Cela facilite également les tests de fuites de mémoire : il suffit de passer les données à un allocateur avec suivi, puis, à la fin du test, de vérifier s’il reste des résidus.
Il n'y a pas de flux de contrôle caché
Pas d'exception, pas de surchargement d'opérateurs, pas de constructeur implicite. Les erreurs sont renvoyées sous forme de valeurs et doivent impérativement être gérées. En lisant le code Zig, tous les endroits où il est possible de sauter vers une autre partie du code sont visibles.
Exécuter le code dès la compilation
Zig permet d'exécuter du code Zig standard dès la compilation, ce qui sert à générer des types, à calculer des tables de consultation et à choisir des branches en fonction de la plateforme.

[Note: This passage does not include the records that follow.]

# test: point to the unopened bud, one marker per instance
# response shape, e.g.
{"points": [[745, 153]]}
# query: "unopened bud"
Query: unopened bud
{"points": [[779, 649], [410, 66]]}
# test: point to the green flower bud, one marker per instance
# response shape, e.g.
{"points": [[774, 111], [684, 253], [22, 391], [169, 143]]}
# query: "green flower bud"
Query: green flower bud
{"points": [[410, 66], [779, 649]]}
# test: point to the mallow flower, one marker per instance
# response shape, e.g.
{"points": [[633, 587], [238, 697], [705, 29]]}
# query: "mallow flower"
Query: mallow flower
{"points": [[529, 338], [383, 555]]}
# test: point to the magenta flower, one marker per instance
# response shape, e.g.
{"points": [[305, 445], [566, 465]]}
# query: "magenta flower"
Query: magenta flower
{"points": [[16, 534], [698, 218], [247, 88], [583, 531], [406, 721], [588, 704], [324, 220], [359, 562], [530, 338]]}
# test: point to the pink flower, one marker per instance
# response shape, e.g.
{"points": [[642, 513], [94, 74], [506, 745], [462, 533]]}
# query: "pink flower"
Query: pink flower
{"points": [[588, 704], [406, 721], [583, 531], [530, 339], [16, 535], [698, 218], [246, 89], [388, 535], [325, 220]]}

Au lieu d'apprendre un langage de macro spécifique, vous utilisez le langage lui-même.
Qui devrait y prêter attention ?
Zig n'a pas encore atteint la stabilité, la syntaxe varie d'une version à l'autre et l'écosystème des bibliothèques est encore limité. Il ne faut pas encore miser sur cette technologie pour des systèmes critiques.
Mais il y a une chose qui est immédiatement utilisable, même si vous n'écrivez pas la moindre ligne de code Zig : sa suite d'outils permet une compilation croisée très légère du C et du C++ sur de nombreuses plateformes ; de nombreux projets l'utilisent uniquement pour remplacer leur chaîne d'outils de compilation.